100 years ago in the Northwest: Ferry County’s sheriff turned himself in for Prohibition violations
Former Ferry County Sheriff Thomas Barker turned himself in to federal authorities and began serving a two-year sentence in federal prison.
In the words of a Spokesman-Review headline, it was because he had been a “notorious liquor gang leader” – while he was still sheriff.
He “conspired with others to maintain a system under which liquor-runners would have free passage through the country.” He charged bootleggers $1 a case for his services.

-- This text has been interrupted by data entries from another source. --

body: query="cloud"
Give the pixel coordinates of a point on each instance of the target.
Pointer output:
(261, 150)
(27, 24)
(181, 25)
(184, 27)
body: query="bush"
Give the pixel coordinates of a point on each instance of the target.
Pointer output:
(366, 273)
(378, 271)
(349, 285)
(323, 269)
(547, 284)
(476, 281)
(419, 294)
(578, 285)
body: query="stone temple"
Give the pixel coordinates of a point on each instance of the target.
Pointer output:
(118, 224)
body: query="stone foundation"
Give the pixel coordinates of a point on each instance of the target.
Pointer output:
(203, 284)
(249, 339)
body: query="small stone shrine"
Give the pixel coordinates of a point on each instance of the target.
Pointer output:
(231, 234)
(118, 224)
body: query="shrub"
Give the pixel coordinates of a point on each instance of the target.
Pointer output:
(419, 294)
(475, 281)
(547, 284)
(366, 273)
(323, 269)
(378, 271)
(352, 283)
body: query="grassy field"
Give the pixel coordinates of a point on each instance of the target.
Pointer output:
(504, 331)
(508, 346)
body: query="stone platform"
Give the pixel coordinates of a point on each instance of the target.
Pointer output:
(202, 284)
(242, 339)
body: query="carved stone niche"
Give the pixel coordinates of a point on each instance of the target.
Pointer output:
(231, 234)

Barker was tried twice, but the first trial ended without a verdict. He was reelected sheriff between the first trial and the second trial. He was stripped of his office after a legal ruling from Olympia.
He vowed to appeal the guilty verdict in his second trial, but he had now abandoned his appeal.
From the gold beat: Word arrived of a sensational gold strike at the I.X.L. Mine in Rossland, British Columbia.
The strike was so rich that “a railroad refuses to guarantee its safe delivery,” said a correspondent in Nelson.
The richness of the samples “amazed the few permitted to see them.”
One account said “the yellow metal lies like butter on bread.”
Also on this day
(From onthisday.com)
1937: General Francisco Franco’s Nationalist troops conquer Santander during the Spanish Civil War.
1981: Voyager 2 takes photos of Saturn’s moon Titan.
1996: President Bill Clinton signs welfare reform into law.